Amanda-Jade Wellington is still working out what “normal” now feels like, yet last weekend she managed something anything but: her first senior hat-trick, tucked inside a five-for that buried Essex in the Vitality Blast.
The Australian leg-spinner has lived with supraventricular tachycardia (SVT) since childhood. The condition, an electrical fault in the heart, sends the pulse racing without warning. In February she finally opted for an ablation – a procedure in which surgeons thread a catheter through a vein (usually the groin) and cauterise the troublesome tissue so the rhythm can settle down.
Three months later she was wheeling away at Chelmsford, celebrating wickets three, four and five in consecutive balls. “I feel fantastic,” Wellington says. “I’m in a really good place. I’ve been able to feel my heart completely different now. It’s weird. I can feel it beating normally, which is definitely not normal for me.”
Key numbers look healthy too. Since joining Hampshire in December she has 11 wickets from eight 50-over matches at 29.18, conceding just over four an over. In the Blast she doubled her tally in that single game to reach ten, and Tuesday’s eight-wicket win at Blackpool nudged the figure to 11 at 16.00, economy 7.33. Solid rather than spectacular on paper, but the hat-trick headline feels bigger given what sits behind it.
The days immediately after surgery were, understandably, odd. “The first couple of days coming out of the hospital, I would have to sit down and acknowledge it because my heart was beating weird and I was like, ‘This is actually normal.’ It feels so different to what it used to.”

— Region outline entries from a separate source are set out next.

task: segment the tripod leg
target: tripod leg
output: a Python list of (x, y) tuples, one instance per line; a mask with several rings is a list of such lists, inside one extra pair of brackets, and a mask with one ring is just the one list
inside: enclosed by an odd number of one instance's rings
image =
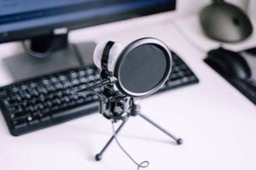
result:
[(97, 154), (96, 156), (95, 156), (95, 159), (98, 161), (100, 161), (101, 159), (102, 158), (102, 154), (105, 151), (105, 150), (108, 148), (108, 146), (109, 146), (109, 144), (111, 143), (111, 142), (113, 140), (114, 138), (115, 138), (115, 135), (117, 135), (118, 134), (118, 132), (119, 132), (119, 130), (121, 129), (121, 128), (123, 127), (123, 126), (125, 124), (125, 123), (126, 122), (126, 120), (124, 120), (123, 122), (123, 123), (120, 125), (120, 126), (118, 128), (118, 129), (117, 130), (117, 131), (115, 132), (115, 134), (113, 134), (111, 137), (111, 138), (108, 140), (108, 142), (106, 143), (106, 144), (105, 145), (105, 146), (104, 146), (103, 149), (101, 151), (101, 152), (98, 154)]
[(152, 120), (151, 120), (150, 119), (149, 119), (147, 117), (146, 117), (144, 115), (143, 115), (141, 114), (139, 114), (138, 115), (139, 115), (142, 118), (145, 119), (146, 120), (147, 120), (150, 124), (152, 124), (154, 126), (155, 126), (156, 128), (158, 128), (159, 130), (160, 130), (161, 131), (162, 131), (163, 132), (164, 132), (165, 134), (166, 134), (168, 136), (169, 136), (172, 138), (176, 140), (176, 142), (178, 144), (181, 144), (183, 142), (183, 140), (181, 138), (176, 138), (172, 134), (169, 133), (166, 130), (163, 129), (161, 126), (160, 126), (159, 125), (156, 124), (155, 122), (154, 122)]

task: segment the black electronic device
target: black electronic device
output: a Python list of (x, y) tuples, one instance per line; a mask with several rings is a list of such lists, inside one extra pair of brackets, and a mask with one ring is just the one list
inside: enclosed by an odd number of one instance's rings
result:
[(207, 60), (225, 76), (245, 79), (251, 75), (247, 61), (238, 52), (220, 48), (210, 51)]
[(253, 26), (247, 14), (236, 6), (224, 0), (213, 0), (199, 13), (205, 34), (221, 42), (238, 42), (249, 37)]
[[(139, 97), (154, 93), (170, 75), (172, 61), (170, 50), (162, 41), (152, 38), (133, 41), (122, 50), (120, 46), (113, 42), (98, 45), (94, 60), (96, 66), (102, 69), (102, 82), (96, 86), (73, 91), (96, 94), (100, 100), (100, 114), (113, 122), (123, 121), (101, 152), (96, 155), (96, 161), (102, 159), (102, 154), (114, 139), (117, 142), (116, 135), (130, 116), (139, 116), (173, 138), (177, 144), (183, 143), (181, 138), (175, 137), (140, 112)], [(101, 93), (90, 91), (100, 86), (104, 87)], [(135, 163), (139, 169), (148, 166), (142, 166), (144, 163), (148, 165), (148, 161)]]
[[(67, 42), (69, 31), (171, 11), (175, 7), (176, 0), (1, 1), (0, 43), (22, 40), (27, 53), (7, 57), (4, 62), (15, 80), (77, 67), (82, 63), (77, 58), (75, 46)], [(63, 54), (67, 56), (64, 59)], [(49, 65), (50, 60), (55, 64)], [(63, 65), (63, 60), (69, 62)], [(46, 69), (38, 70), (36, 60)]]
[[(154, 94), (199, 82), (182, 59), (174, 52), (172, 54), (172, 70), (170, 77)], [(96, 96), (90, 93), (75, 95), (68, 91), (87, 87), (92, 83), (99, 83), (99, 70), (95, 66), (88, 65), (1, 87), (1, 110), (11, 134), (19, 136), (95, 113)], [(96, 90), (101, 91), (102, 88)]]
[(222, 48), (207, 54), (205, 62), (256, 105), (256, 81), (241, 54)]

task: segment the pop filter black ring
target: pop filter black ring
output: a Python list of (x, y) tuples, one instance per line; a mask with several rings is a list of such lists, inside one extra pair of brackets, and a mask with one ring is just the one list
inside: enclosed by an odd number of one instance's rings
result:
[[(120, 77), (120, 72), (122, 69), (122, 62), (125, 58), (125, 57), (127, 56), (127, 54), (131, 51), (132, 51), (138, 46), (145, 44), (152, 44), (162, 50), (162, 52), (164, 53), (166, 58), (166, 69), (161, 81), (152, 89), (142, 93), (135, 93), (126, 89), (125, 86), (122, 84), (122, 82), (121, 81), (121, 79)], [(153, 38), (144, 38), (137, 40), (130, 43), (127, 46), (126, 46), (126, 48), (119, 54), (119, 56), (117, 60), (117, 62), (114, 68), (114, 76), (117, 77), (119, 80), (116, 83), (116, 85), (121, 92), (129, 97), (139, 97), (149, 95), (156, 91), (166, 81), (171, 71), (172, 62), (172, 60), (170, 51), (168, 47), (162, 41)]]

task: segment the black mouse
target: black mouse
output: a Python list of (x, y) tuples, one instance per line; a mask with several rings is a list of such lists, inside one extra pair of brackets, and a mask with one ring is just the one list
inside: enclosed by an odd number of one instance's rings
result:
[(247, 61), (237, 52), (220, 48), (208, 52), (205, 60), (221, 75), (245, 79), (251, 76)]
[(224, 0), (213, 0), (199, 14), (205, 34), (222, 42), (238, 42), (249, 37), (253, 26), (247, 15), (240, 8)]

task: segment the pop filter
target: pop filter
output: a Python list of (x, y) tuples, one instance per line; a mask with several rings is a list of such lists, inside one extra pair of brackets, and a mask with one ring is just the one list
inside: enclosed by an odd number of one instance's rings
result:
[(164, 43), (152, 38), (139, 39), (119, 54), (114, 68), (116, 85), (129, 97), (150, 95), (166, 81), (171, 67), (171, 53)]

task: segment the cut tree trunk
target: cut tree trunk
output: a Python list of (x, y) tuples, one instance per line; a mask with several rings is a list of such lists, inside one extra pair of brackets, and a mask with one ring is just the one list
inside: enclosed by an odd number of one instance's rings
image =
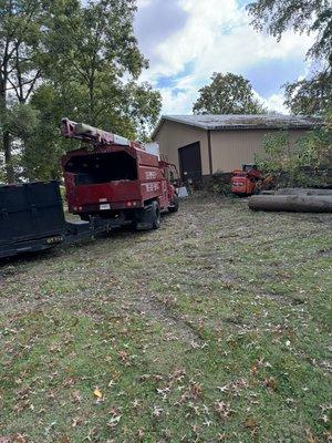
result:
[(283, 187), (276, 190), (277, 195), (332, 195), (332, 189), (318, 189), (305, 187)]
[(248, 205), (252, 210), (332, 213), (332, 195), (255, 195)]

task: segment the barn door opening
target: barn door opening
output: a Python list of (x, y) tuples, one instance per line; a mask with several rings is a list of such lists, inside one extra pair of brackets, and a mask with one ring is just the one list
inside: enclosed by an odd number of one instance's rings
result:
[(200, 143), (191, 143), (178, 150), (180, 174), (184, 183), (201, 183)]

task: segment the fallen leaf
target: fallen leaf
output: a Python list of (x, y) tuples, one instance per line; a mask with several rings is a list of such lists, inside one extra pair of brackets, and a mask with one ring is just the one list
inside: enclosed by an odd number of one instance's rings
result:
[(248, 429), (255, 430), (256, 427), (258, 427), (258, 423), (252, 416), (249, 416), (245, 421), (245, 426), (248, 427)]
[(102, 399), (102, 398), (103, 398), (103, 393), (102, 393), (102, 391), (101, 391), (98, 388), (96, 388), (96, 389), (93, 391), (93, 393), (94, 393), (94, 395), (97, 396), (98, 399)]

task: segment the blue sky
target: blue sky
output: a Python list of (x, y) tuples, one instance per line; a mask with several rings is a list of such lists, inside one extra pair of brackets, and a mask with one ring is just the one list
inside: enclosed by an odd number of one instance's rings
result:
[(286, 112), (282, 84), (309, 70), (308, 35), (288, 31), (280, 42), (249, 24), (249, 0), (138, 0), (135, 33), (163, 95), (164, 114), (191, 113), (198, 90), (214, 72), (249, 79), (271, 110)]

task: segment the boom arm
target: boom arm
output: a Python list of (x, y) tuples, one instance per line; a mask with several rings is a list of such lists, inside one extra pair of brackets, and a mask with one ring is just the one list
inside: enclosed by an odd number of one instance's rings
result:
[(128, 141), (121, 135), (112, 134), (97, 127), (90, 126), (85, 123), (72, 122), (69, 119), (62, 119), (60, 124), (61, 133), (66, 138), (82, 140), (83, 142), (92, 143), (94, 145), (122, 145), (132, 146), (133, 142)]

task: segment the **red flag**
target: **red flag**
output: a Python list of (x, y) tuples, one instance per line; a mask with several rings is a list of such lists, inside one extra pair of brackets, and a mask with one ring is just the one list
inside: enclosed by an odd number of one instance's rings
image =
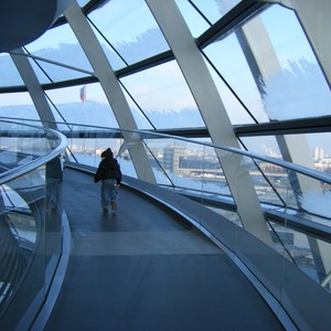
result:
[(79, 89), (79, 95), (81, 95), (81, 100), (82, 103), (84, 103), (86, 100), (86, 85), (84, 85), (81, 89)]

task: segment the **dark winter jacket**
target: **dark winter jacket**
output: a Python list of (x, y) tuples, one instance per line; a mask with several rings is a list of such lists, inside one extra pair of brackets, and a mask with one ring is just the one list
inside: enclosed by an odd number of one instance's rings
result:
[(102, 153), (103, 161), (99, 163), (97, 172), (94, 177), (94, 182), (97, 183), (105, 179), (116, 179), (117, 184), (121, 182), (121, 171), (116, 159), (113, 157), (110, 148), (107, 148)]

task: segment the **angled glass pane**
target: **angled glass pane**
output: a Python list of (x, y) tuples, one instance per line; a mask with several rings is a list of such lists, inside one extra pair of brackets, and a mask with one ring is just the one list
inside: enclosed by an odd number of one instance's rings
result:
[[(218, 40), (203, 50), (207, 58), (213, 63), (218, 74), (231, 86), (237, 98), (252, 110), (254, 118), (257, 121), (267, 121), (268, 118), (263, 109), (263, 100), (249, 65), (245, 58), (243, 50), (235, 34), (231, 34), (223, 40)], [(215, 76), (214, 76), (215, 77)], [(220, 77), (215, 79), (218, 89), (224, 90)], [(222, 93), (222, 98), (229, 98), (229, 92)], [(238, 105), (238, 103), (236, 103)], [(228, 116), (232, 117), (233, 124), (252, 122), (252, 117), (247, 113), (244, 115), (243, 108), (227, 107)], [(237, 109), (239, 111), (237, 111)], [(234, 116), (234, 111), (239, 115), (239, 118)]]
[(120, 81), (157, 129), (204, 127), (174, 61)]
[(33, 68), (33, 72), (36, 75), (36, 78), (39, 81), (40, 84), (50, 84), (53, 83), (53, 81), (51, 79), (50, 76), (47, 76), (47, 74), (43, 71), (43, 68), (36, 63), (35, 60), (33, 60), (32, 57), (28, 57), (30, 65)]
[[(25, 49), (32, 55), (54, 61), (58, 64), (65, 64), (72, 66), (73, 68), (93, 72), (82, 46), (79, 45), (68, 24), (63, 24), (61, 26), (47, 30), (41, 38), (28, 44)], [(45, 63), (43, 63), (42, 66), (51, 77), (60, 76), (56, 74), (56, 71), (60, 70), (58, 66), (50, 66)], [(66, 72), (64, 74), (65, 76), (63, 79), (67, 79), (68, 73)], [(86, 74), (73, 71), (70, 78), (78, 78), (84, 76), (86, 76)]]
[[(118, 128), (111, 107), (99, 84), (51, 89), (46, 92), (65, 121)], [(58, 115), (56, 115), (58, 118)]]
[(39, 119), (38, 111), (28, 92), (0, 94), (0, 116)]
[(57, 83), (64, 82), (68, 79), (75, 79), (81, 77), (92, 76), (93, 73), (77, 71), (75, 68), (53, 64), (45, 61), (32, 60), (30, 58), (30, 63), (35, 72), (38, 79), (41, 84), (46, 83)]
[(331, 174), (330, 132), (241, 138), (249, 151)]
[(274, 6), (260, 19), (278, 60), (278, 70), (264, 77), (263, 104), (268, 117), (330, 115), (330, 88), (295, 12)]
[(274, 6), (204, 52), (258, 122), (330, 115), (330, 89), (292, 11)]
[(169, 50), (143, 0), (113, 0), (88, 18), (130, 65)]
[(0, 87), (24, 85), (13, 61), (7, 53), (0, 54)]
[(114, 71), (118, 71), (126, 66), (125, 61), (119, 56), (118, 53), (115, 52), (115, 50), (111, 47), (109, 42), (105, 39), (104, 34), (99, 32), (99, 30), (95, 29), (93, 24), (90, 24), (96, 38), (98, 39), (102, 49), (104, 50), (108, 62), (110, 63), (110, 66)]
[(241, 0), (193, 0), (192, 2), (210, 22), (215, 23)]
[(141, 130), (153, 129), (152, 125), (148, 121), (146, 115), (139, 109), (139, 107), (135, 104), (135, 100), (132, 100), (132, 98), (128, 95), (128, 93), (125, 89), (124, 89), (124, 94), (129, 104), (129, 107), (131, 109), (138, 129)]
[(193, 6), (191, 6), (189, 1), (175, 0), (175, 2), (194, 38), (200, 36), (203, 32), (211, 28), (211, 24)]
[(241, 99), (238, 99), (234, 92), (232, 92), (231, 88), (225, 84), (220, 74), (209, 63), (206, 63), (206, 65), (218, 89), (221, 99), (231, 122), (233, 125), (254, 124), (254, 117), (249, 115), (249, 111), (247, 111), (245, 105), (241, 103)]

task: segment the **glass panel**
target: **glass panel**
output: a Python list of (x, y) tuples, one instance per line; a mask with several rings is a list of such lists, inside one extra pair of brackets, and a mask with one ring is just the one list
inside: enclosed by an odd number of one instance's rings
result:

Wellington had never been under general anaesthetic before and the prospect of someone tinkering inside her heart was, in her own words, “quite scary”. She and her partner, Humraj, talked through worst-case scenarios on the eve of the operation. “I remember I was talking to my partner the day before. I was like, ‘If anything happens… we’ve got to have this chat just in case’.”

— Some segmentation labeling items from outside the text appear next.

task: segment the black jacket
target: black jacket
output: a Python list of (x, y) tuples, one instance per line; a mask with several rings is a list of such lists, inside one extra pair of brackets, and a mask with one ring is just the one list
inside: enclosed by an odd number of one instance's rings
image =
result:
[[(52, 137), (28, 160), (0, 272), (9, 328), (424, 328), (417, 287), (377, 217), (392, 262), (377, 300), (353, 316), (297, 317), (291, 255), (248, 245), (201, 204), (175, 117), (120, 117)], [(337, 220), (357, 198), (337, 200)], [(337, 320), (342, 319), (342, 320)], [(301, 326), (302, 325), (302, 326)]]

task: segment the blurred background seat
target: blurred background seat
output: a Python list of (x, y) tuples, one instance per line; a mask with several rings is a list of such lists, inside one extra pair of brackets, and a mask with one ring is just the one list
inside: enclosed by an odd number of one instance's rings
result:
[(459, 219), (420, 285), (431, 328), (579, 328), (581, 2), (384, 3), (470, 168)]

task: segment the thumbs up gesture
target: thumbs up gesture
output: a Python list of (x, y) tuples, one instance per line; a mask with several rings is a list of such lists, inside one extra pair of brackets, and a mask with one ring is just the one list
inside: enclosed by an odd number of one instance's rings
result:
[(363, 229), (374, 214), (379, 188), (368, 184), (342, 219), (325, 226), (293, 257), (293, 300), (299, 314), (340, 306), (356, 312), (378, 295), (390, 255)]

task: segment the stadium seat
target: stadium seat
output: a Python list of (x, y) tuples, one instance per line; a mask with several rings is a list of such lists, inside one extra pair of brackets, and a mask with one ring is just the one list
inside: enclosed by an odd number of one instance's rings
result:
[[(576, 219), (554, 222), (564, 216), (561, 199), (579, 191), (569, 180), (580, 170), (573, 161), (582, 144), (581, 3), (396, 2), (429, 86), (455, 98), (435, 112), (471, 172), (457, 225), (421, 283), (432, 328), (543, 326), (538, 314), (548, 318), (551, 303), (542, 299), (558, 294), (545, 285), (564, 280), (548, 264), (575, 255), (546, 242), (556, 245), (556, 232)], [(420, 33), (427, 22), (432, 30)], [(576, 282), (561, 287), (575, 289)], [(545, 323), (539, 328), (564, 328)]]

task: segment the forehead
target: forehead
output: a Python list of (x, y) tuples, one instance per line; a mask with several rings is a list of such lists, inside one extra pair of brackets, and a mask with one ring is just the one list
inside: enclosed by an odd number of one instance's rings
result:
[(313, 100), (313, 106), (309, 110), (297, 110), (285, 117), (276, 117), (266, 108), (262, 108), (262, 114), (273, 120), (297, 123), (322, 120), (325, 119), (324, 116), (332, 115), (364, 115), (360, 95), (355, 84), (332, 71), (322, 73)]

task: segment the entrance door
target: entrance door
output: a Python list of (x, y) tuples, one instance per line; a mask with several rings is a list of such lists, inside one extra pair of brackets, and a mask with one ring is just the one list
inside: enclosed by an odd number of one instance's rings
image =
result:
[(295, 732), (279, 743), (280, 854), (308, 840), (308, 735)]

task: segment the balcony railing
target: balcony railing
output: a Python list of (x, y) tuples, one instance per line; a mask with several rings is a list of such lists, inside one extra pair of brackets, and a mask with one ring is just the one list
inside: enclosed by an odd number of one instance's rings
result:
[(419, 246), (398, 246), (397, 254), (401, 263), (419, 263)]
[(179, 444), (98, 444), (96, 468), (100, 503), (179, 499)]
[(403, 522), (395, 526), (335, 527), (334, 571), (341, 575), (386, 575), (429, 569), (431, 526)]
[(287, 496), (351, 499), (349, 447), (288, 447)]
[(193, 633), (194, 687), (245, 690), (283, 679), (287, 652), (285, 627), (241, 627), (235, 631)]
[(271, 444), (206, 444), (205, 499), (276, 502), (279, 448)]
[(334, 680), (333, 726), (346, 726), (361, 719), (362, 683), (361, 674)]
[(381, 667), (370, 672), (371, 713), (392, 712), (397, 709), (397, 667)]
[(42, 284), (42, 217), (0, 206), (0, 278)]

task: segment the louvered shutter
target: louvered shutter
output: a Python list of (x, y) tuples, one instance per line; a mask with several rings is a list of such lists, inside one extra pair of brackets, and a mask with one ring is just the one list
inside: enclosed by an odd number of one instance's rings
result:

Support came quickly from South Australia team-mates. “I got the news from the doctor about getting surgery and I rocked up to training the next day and I broke down in tears and all the girls hugged me. I think the tears came from, one, I was scared, two, that I was actually in a safe environment to feel my feelings and deal with it because it’s a bloody big thing, and three, I think it was just finally having that support around me to be vulnerable.”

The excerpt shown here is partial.